The Adjusted Solow Residual and Asset Returns

東京大学経済学研究科棟 3階 第3教室

Jeong-Joon Lee 氏
Towson University

The purpose of this study is to examine effects of a measured
aggregate productivity shock on asset returns. To achieve this, a simple equilibrium business cycle model is presented to show that an aggregate productivity shock can be identified as a factor affecting asset returns. Then, Solow's productivity residual is chosen as a proxy for the measured aggregate productivity shock. One valuable contribution of the study is its incorporation of recent macroeconomic developments on variable factor utilizations. In particular, this paper deviates from the conventional growth accounting framework to adjust for cyclical variations of the Solow residual. This study first shows that asset returns tie with capital returns based on the standard business cycle model without adjustment costs, and then empirically evaluates the relationship between the measured aggregate productivity shock and asset returns.
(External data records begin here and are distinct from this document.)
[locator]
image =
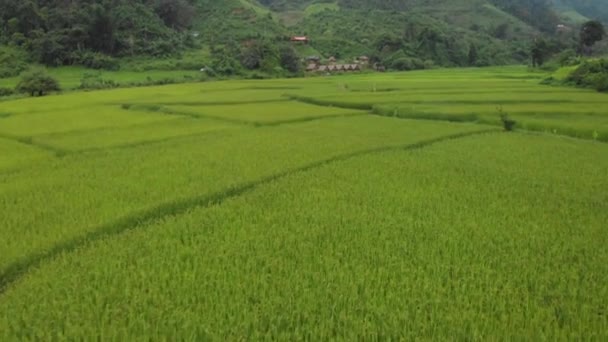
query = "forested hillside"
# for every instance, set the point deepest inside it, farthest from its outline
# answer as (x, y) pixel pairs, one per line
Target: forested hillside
(594, 9)
(401, 34)
(65, 32)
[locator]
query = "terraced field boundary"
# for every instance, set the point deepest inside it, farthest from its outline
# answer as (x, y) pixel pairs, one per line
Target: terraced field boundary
(58, 152)
(154, 108)
(16, 270)
(396, 112)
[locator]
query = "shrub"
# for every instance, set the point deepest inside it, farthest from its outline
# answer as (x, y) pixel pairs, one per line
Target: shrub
(95, 81)
(507, 122)
(37, 82)
(6, 92)
(12, 61)
(98, 61)
(592, 74)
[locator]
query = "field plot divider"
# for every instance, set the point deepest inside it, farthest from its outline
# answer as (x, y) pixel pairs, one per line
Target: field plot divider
(15, 271)
(58, 152)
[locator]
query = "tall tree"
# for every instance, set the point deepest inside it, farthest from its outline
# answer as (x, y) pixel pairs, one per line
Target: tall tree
(591, 32)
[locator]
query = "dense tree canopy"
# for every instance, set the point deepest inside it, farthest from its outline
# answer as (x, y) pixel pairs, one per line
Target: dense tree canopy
(60, 32)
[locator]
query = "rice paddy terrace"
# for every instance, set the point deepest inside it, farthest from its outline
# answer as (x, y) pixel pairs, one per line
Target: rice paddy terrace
(386, 206)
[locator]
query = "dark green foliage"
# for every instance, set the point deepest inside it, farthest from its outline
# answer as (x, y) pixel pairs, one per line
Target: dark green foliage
(6, 92)
(591, 33)
(590, 8)
(539, 52)
(59, 32)
(591, 74)
(37, 82)
(95, 81)
(13, 61)
(289, 59)
(507, 122)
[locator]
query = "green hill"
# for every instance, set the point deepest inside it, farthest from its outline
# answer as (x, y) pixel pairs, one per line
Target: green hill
(402, 34)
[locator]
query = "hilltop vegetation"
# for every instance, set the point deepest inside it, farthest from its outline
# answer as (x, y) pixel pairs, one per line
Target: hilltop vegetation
(234, 36)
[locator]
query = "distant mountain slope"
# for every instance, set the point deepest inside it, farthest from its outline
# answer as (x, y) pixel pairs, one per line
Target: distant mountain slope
(399, 33)
(592, 9)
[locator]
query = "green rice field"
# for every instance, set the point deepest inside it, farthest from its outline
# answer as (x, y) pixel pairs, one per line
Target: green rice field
(354, 207)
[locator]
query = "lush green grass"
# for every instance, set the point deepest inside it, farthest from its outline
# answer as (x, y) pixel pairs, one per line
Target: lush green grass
(289, 209)
(70, 77)
(446, 242)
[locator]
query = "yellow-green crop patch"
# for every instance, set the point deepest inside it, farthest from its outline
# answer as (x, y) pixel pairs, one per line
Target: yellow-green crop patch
(15, 154)
(264, 113)
(131, 135)
(83, 119)
(118, 187)
(444, 242)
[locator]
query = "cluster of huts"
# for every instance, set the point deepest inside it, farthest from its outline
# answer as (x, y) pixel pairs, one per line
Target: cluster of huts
(315, 65)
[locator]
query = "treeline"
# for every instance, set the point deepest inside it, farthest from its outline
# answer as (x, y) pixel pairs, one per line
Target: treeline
(60, 32)
(593, 9)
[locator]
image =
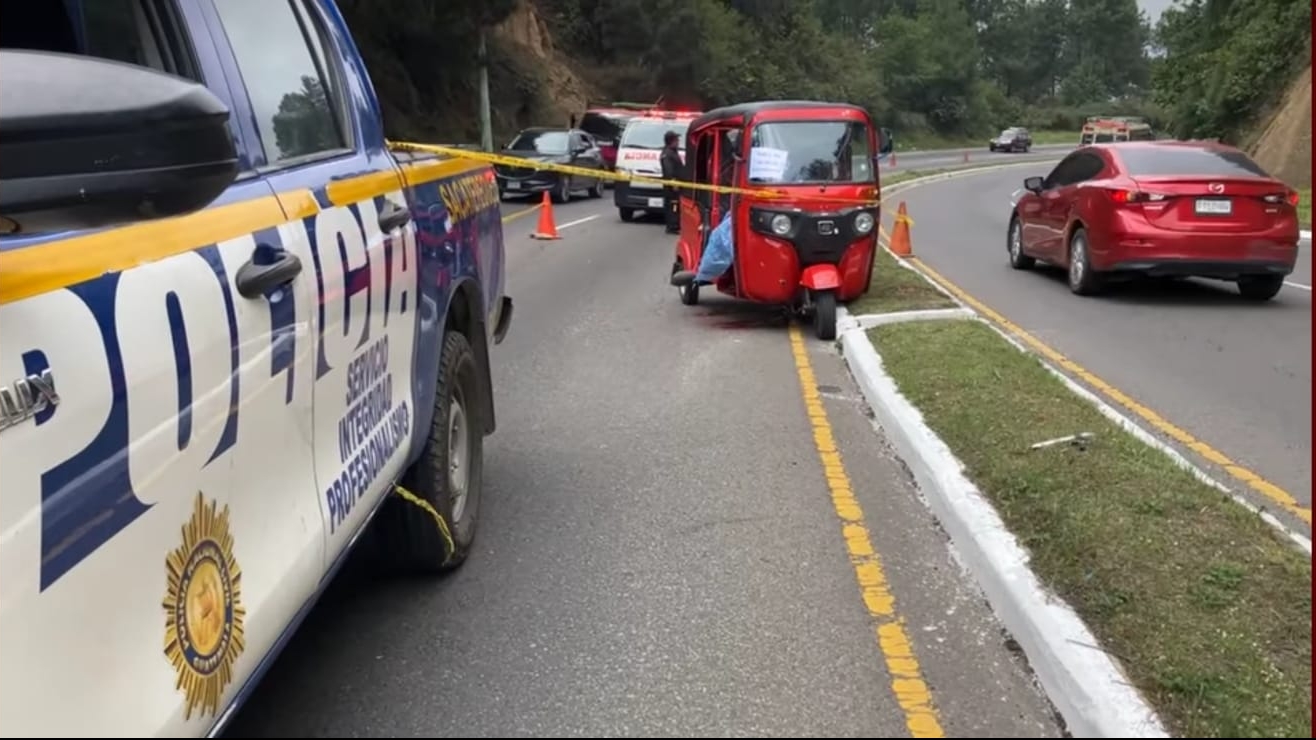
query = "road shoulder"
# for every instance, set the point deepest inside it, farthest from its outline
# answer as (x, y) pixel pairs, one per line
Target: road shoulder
(978, 680)
(1169, 573)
Investigations based on post-World War II U.S. data uncover significant differences between the conventional Solow residual and the adjusted Solow residual in their dynamic effects on asset returns. The results from the VARs show that once variable capital utilization is controlled for, the measured aggregate productivity shock generates dynamics similar to what Basu, Fernald, and Kimball (2004) documented. More importantly, technology improvements have delayed effects on asset returns, which is somewhat difficult to be rationalized based on the frictionless model studied in this paper.